The players themselves do play to members of the audience; in this case, one of the male comic leads played to a pretty girl sitting in the front on the grass with her boyfriend. Another feature of these productions is the fact that the audience members bring beverages, which the actors sometimes share. In this production, several of the actors ventured into the audience for alcohol, and worked their responses to the drinks into the production.

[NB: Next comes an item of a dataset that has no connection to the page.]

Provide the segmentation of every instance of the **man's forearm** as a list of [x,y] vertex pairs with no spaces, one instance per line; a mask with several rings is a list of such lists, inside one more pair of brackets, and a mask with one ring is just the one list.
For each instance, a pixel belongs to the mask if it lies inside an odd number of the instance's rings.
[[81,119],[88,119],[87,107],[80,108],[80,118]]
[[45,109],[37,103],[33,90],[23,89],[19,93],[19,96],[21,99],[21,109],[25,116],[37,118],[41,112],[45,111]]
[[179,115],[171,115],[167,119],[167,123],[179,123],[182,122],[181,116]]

LLL is an interesting early comedy of Shakespeare's; as its name implies, it doesn't end in marriage as most of his comedies do. This can lead to an interesting dilemma for actors and directors, in that the humor needs to be kept going, but the ending does not resolve the conflict. These players were especially adept at working that ironic register in the production, while keeping the mood light. The Don Armando character, I think, hit just the right note (the rest of the audience apparently thought so too, since the cast got a good ovation at the end), but the Berowne character ended up being a little too, let's call it "precious," since he's one of the main characters who is supposed to be hopelessly in love with the French ladies.

Outside playing is interesting in another way in Britain--one never knows when it will rain. The performance started out under partly cloudy skies, and remained so until the end. But we did get lightly rained on several times during the performance (lucky Chris and I had brought our rain jackets). The upside to this was about act three, when the players were playing under an evening rainbow, which remained in the sky for at least 15 minutes.

As I say, an excellent production, well-received, then home on bicycles with generator lights, through the club-hopping crowds, under a spectacular fireworks show from the Shakespeare performance at King's College at about 10:15. One takes one's life in one's hands to ride at that time of night, but the fireworks were worth it, almost 4th of July level.